そこで桓武天皇は坂上田村麻呂を征夷大将軍に任命し、蝦夷の討伐を命じます。
征夷大将軍というのは、もともと蝦夷征討軍の最高司令官だったんですね。
対する蝦夷軍はアテルイという族長がリーダーです。
胆沢地方(現在の岩手県奥州市あたり)を中心に勢力を持っていました。
アテルイって、どんな顔していたのかなと思い、AIでイメージイラストをつくってもらいました。

なんかゲームのキャラみたいです。
坂上田村麻呂が率いる政府軍は手こずりました。
蝦夷は馬にのって、弓をつかうテクニックを持っていたんです。
しかし、胆沢城を造る政府軍にアテルイが驚き、なんとか降参させることができました。
学習まんが『日本の歴史4』集英社版には、アテルイとモレ(蝦夷の族長)が「こんなにたやすく城を築くとは」と驚くシーンがあります。
これが降伏のきっかけとなった描写がありますが、別の説として、降参したことによって胆沢城の本格的な工事が可能になったという説もあるようです。
坂上田村麻呂はアテルイを京都に連れ帰り、命を助けるように公卿たちに申し出ましたが、受け入れられず、アテルイは大阪で処刑されてしまいます。
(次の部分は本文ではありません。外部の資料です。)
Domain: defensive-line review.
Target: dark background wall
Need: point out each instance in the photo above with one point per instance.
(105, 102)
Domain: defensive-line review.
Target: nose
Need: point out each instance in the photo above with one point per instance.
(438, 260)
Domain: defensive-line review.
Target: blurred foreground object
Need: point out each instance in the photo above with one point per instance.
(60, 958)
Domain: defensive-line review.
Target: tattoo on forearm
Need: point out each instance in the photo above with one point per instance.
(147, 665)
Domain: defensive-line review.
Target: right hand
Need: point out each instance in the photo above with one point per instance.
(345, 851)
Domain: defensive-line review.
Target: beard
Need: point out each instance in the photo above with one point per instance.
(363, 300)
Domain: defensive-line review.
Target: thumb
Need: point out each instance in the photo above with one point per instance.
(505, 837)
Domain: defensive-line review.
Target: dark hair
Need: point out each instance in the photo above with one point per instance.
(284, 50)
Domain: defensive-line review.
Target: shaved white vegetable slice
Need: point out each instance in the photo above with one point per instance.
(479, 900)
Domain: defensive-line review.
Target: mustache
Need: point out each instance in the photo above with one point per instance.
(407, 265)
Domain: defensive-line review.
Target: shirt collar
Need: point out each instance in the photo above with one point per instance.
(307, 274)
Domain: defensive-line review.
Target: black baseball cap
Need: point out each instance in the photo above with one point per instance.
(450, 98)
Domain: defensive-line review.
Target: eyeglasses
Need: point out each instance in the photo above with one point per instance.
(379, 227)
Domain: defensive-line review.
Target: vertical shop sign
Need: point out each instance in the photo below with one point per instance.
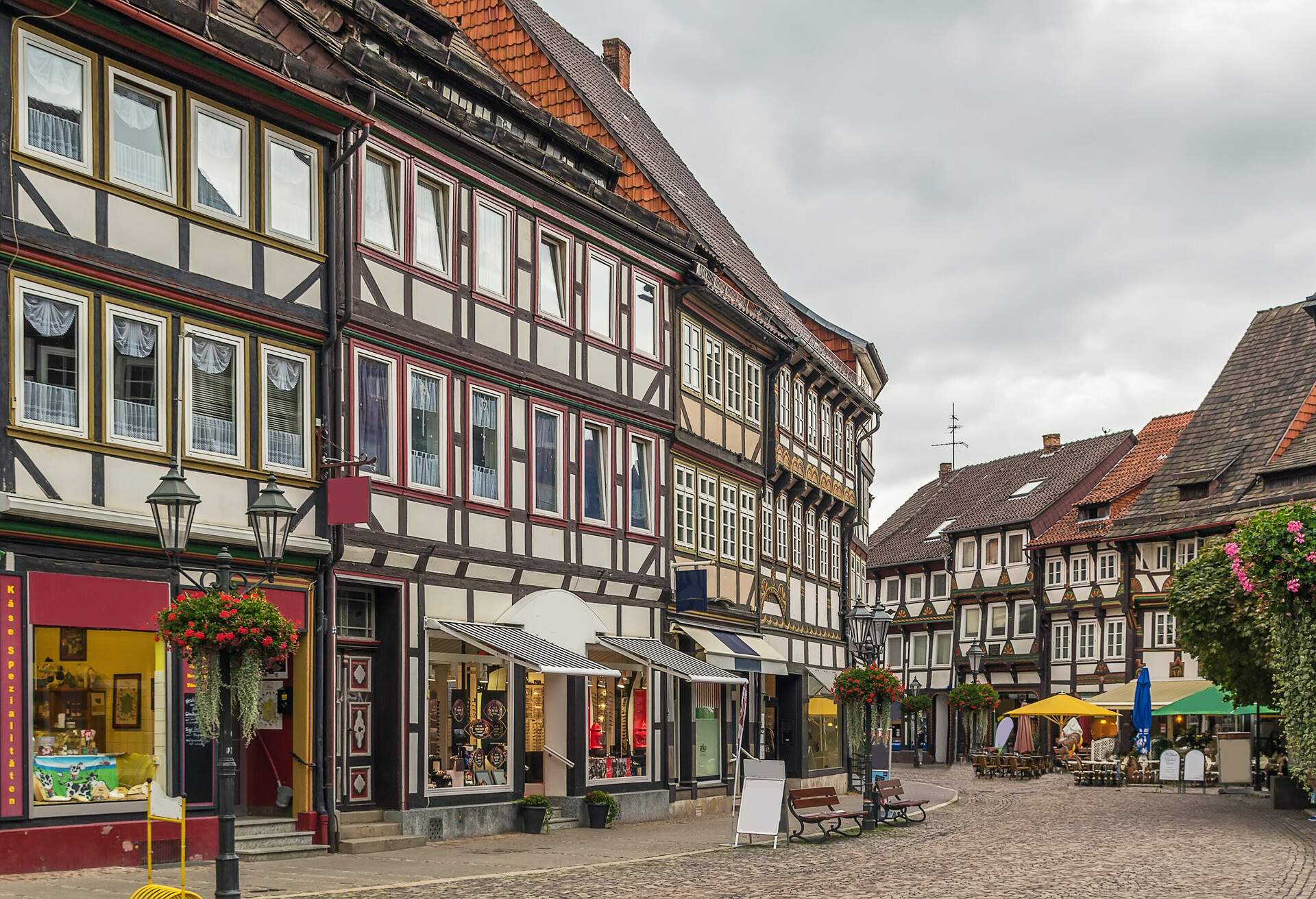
(14, 776)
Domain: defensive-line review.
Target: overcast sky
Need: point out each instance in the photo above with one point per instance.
(1058, 216)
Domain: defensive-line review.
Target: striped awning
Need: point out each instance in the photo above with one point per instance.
(522, 647)
(674, 663)
(739, 652)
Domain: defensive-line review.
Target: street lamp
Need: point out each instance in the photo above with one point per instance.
(869, 626)
(174, 507)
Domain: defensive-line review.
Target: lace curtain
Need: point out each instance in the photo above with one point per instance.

その後朝廷は、東北地方に新たな拠点を築き、支配力を強めようとしましたが、なかなかうまくいかなかったようです。
都の造営と東北の平定という、2つの大事業は民衆にとって大きな負担でした。
桓武天皇はこの二大政策を継続するかどうかを、部下に議論させ、最終的に廃止の意見をくみ取って、なくなく打ち切りを決めました。
仏教界で二大巨頭が誕生
桓武天皇は奈良の仏教勢力と距離をおきたかったので、奈良の大寺院を京都に移転させませんでしたが、新しい仏教は支持しました。
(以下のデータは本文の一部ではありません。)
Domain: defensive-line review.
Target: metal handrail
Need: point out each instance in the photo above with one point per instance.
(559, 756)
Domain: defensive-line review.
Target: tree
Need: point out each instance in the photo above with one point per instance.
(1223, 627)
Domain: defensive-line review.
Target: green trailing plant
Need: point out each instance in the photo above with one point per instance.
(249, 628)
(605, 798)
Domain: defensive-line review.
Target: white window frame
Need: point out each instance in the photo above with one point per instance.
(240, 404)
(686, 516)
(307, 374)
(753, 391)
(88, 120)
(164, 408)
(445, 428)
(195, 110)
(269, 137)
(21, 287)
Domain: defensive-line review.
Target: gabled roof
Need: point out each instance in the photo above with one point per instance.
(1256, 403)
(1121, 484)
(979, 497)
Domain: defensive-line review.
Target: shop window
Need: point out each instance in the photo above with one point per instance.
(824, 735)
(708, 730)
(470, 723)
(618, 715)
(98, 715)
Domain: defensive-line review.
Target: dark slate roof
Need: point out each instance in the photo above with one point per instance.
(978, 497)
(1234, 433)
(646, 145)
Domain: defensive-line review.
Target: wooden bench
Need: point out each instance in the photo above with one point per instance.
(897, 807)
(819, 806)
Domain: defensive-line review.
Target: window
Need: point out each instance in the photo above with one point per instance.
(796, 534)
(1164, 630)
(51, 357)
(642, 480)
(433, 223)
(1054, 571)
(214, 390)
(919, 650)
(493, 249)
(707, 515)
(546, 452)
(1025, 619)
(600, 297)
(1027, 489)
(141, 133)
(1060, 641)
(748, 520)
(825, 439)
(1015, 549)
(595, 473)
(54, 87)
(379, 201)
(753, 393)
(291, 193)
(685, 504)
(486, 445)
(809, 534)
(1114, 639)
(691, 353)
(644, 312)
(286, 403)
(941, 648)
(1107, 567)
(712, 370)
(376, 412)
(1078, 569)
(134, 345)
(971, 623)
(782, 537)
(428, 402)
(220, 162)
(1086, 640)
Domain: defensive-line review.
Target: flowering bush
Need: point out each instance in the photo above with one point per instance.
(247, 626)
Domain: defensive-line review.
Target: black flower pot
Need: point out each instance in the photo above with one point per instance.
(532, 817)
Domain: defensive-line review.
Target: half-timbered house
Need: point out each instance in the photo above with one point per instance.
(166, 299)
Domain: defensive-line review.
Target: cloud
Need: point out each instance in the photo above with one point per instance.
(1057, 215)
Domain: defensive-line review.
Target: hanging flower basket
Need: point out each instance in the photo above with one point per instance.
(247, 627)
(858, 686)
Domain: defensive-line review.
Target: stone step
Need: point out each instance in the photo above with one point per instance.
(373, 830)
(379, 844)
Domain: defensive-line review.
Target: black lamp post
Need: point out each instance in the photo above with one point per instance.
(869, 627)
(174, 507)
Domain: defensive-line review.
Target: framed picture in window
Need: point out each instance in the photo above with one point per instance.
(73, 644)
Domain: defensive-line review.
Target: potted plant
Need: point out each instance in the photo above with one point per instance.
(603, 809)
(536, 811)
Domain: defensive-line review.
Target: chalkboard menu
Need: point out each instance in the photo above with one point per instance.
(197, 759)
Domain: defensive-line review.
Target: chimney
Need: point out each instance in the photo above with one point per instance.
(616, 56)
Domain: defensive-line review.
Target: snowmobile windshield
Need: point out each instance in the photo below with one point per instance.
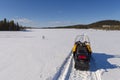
(82, 38)
(81, 50)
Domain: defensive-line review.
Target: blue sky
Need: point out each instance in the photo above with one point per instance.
(45, 13)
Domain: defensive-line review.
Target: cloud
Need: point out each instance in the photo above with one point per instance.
(60, 23)
(22, 20)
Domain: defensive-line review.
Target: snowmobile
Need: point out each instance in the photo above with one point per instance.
(82, 52)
9世紀の初めには、仏教界ですごい人物が2人も登場します。
最澄と空海です。
2人とも唐にわたり、仏教を学んだあと、日本に帰って新しい宗派を立ち上げました。
最澄が天台宗、空海が真言宗です。
空海は弘法大師という名前でも有名ですね。
「弘法筆を選ばず」とか「弘法も筆の誤り」とかで、有名なあの方です。
それぞれ開いた宗派とともに、拠点となった山とお寺も覚えましょう。
天台宗が比叡山延暦寺、真言宗が高野山の金剛峯寺です。
比叡山延暦寺は、法然や親鸞など、鎌倉新仏教を生み出す多くの僧が修行したお寺でもあるんですよ。
菅原道真の活躍と失脚
桓武天皇のあとをついだのは平城天皇で、その後は平城天皇の弟である嵯峨天皇と続きます。
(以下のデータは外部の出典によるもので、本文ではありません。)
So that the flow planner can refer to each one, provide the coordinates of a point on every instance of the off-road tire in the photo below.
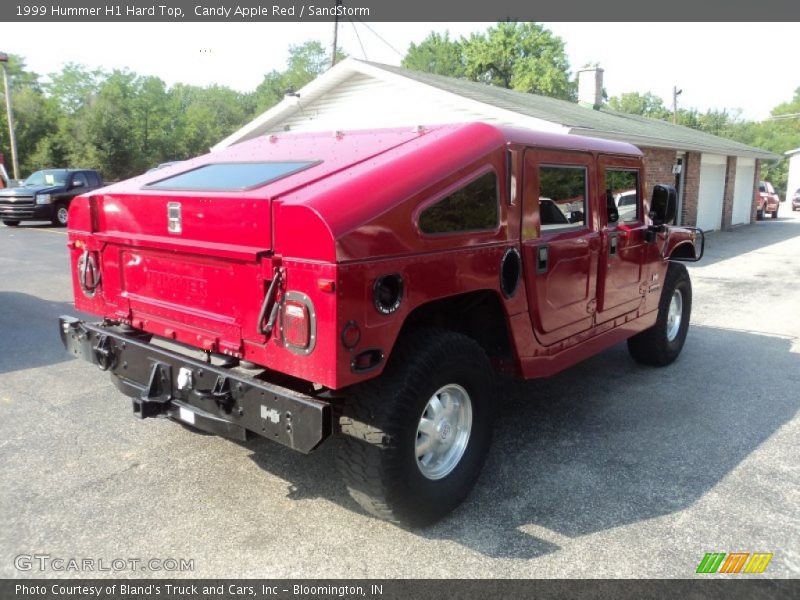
(377, 454)
(652, 346)
(57, 220)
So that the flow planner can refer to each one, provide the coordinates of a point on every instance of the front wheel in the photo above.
(413, 441)
(661, 344)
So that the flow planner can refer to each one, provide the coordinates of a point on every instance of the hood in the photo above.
(30, 190)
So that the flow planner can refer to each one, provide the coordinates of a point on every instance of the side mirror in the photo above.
(664, 204)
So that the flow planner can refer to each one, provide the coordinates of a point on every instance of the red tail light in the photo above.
(296, 324)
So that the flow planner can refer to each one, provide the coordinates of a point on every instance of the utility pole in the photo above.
(335, 33)
(11, 137)
(675, 93)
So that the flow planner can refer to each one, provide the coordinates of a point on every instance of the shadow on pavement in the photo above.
(748, 238)
(604, 444)
(29, 331)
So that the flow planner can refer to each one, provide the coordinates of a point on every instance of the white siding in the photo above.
(711, 191)
(743, 190)
(364, 102)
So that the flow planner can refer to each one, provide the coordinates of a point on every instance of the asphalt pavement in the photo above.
(609, 469)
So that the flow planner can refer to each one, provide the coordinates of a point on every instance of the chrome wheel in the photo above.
(674, 315)
(443, 431)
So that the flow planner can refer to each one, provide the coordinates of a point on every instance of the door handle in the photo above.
(541, 259)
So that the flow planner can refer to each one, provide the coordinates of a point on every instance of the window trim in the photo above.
(153, 185)
(572, 227)
(449, 190)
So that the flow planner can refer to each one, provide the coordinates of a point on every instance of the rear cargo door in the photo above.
(183, 251)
少し話がさかのぼりますが、藤原不比等という人物を覚えているでしょうか。
不比等には4人の息子がおり、それぞれ南家、北家、式家、京家という4つの家をつくっていました。
これをまとめて藤原四家といいます。
嵯峨天皇の時代になると、その中の藤原北家が天皇と姻戚関係を持ち、力を持つようになっていました。
他の有力貴族を陰謀やら策略やらで退け、858年には藤原良房が臣下としては初めてとなる摂政になります。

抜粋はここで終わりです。